Nous avons utilisé un logiciel appelé Avida mener des expériences simulant la libération d’un type d’agent pathogène ancien dans les communautés biologiques modernes.

Nous avons ensuite mesuré les impacts de cet agent pathogène envahissant sur la diversité des bactéries hôtes modernes dans des milliers de simulations, et les avons comparées à des simulations où aucune invasion ne s’est produite.

Les agents pathogènes envahisseurs ont souvent survécu et évolué dans le monde moderne simulé. Environ 3% du temps, l’agent pathogène est devenu dominant dans le nouvel environnement, auquel cas il était très susceptible de causer des pertes à la diversité des hôtes modernes.

Dans le pire des cas (mais toujours tout à fait plausible), l’invasion a réduit la taille de sa communauté d’accueil de 30 % par rapport aux témoins.

Le risque lié à cette petite fraction d’agents pathogènes peut sembler faible, mais gardez à l’esprit qu’il s’agit du résultat de la libération d’un seul agent pathogène particulier dans des environnements simulés. Avec le grand nombre d’anciens microbes libérés dans le monde réel, de telles épidémies représentent un danger substantiel.

Extinction et maladie

Nos résultats suggèrent que cette menace imprévisible qui a jusqu’à présent été confinée à la science-fiction pourrait devenir un puissant moteur de changement écologique.
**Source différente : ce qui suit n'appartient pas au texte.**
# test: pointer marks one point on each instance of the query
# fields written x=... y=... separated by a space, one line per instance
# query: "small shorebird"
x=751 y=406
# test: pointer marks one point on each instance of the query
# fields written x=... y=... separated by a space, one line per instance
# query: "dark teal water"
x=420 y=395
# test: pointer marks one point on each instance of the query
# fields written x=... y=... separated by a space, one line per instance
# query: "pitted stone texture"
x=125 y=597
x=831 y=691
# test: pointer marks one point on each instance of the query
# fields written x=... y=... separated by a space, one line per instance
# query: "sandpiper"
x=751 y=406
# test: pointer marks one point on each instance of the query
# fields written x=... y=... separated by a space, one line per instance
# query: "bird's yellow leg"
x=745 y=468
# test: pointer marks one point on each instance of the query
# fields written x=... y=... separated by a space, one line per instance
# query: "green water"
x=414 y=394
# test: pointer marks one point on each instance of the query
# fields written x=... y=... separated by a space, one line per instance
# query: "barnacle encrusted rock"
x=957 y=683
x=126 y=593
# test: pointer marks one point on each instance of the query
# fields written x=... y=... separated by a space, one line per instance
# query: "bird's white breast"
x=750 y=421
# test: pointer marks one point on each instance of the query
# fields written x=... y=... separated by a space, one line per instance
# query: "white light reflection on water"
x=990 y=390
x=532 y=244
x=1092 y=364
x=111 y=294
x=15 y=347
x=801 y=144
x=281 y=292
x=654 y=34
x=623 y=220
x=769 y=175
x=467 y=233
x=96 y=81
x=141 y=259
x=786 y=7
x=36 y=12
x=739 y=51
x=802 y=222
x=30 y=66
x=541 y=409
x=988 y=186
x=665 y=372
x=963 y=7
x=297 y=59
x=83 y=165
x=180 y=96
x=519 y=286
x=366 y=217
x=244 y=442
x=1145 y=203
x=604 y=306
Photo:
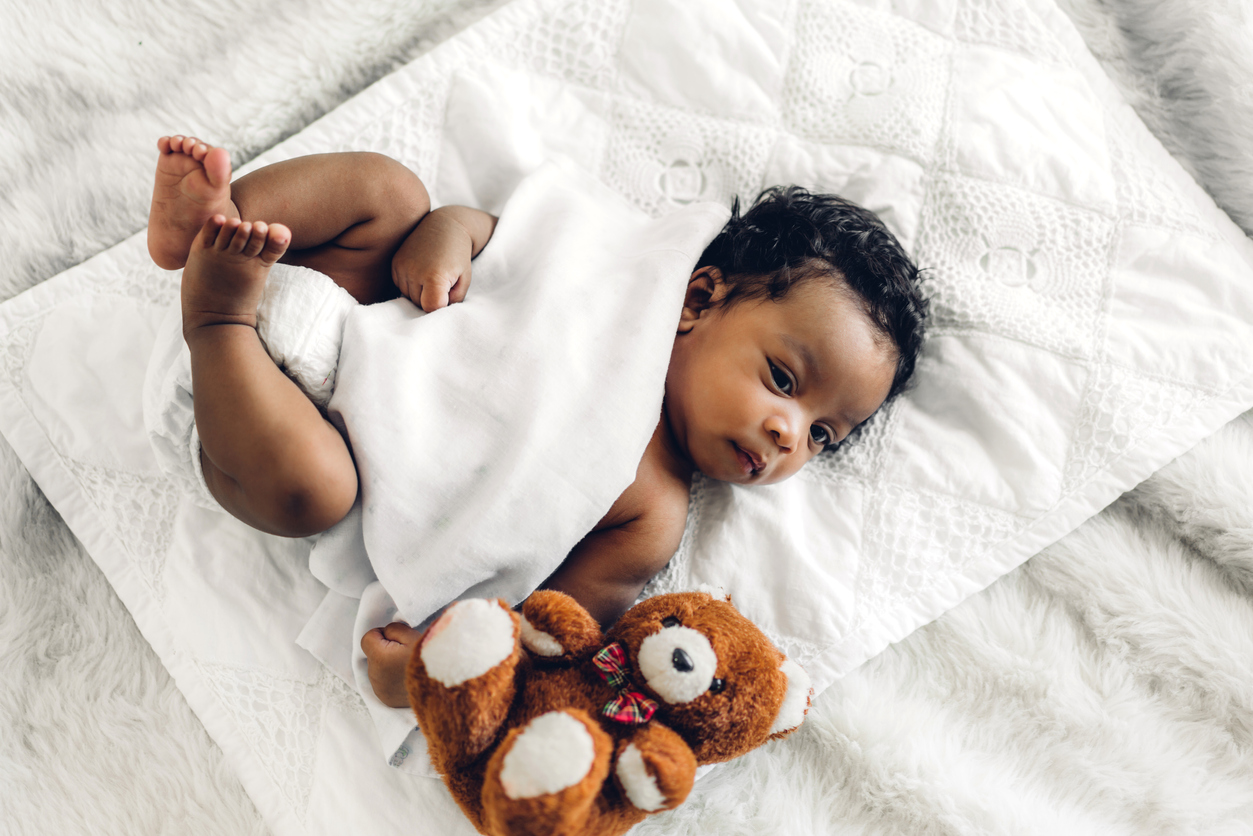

Bien que nous n’ayons pas modélisé le risque potentiel pour les humains, le fait que des agents pathogènes « voyageant dans le temps » puissent s’établir et dégrader gravement une communauté hôte est déjà inquiétant.

Nous mettons en évidence une autre source d’extinction potentielle d’espèces à l’ère moderne, une source que même nos modèles d’extinction les plus pessimistes n’incluent pas. En tant que société, nous devons comprendre les risques potentiels afin de pouvoir nous y préparer.

Des virus notables tels que SRAS-CoV-2, Ebola et VIH ont probablement été transmis à l’homme par contact avec d’autres hôtes animaux. Donc c’est plausible qu’un virus autrefois lié à la glace pourrait pénétrer dans la population humaine par une voie zoonotique.

Bien que la probabilité qu’un agent pathogène émerge de la fonte des glaces et provoque des extinctions catastrophiques est faible, nos résultats montrent qu’il ne s’agit plus d’un fantasme auquel nous ne devrions pas nous préparer.

Fourni par La Conversation

Cet article est republié de La conversation sous licence Creative Commons. Lis le article original.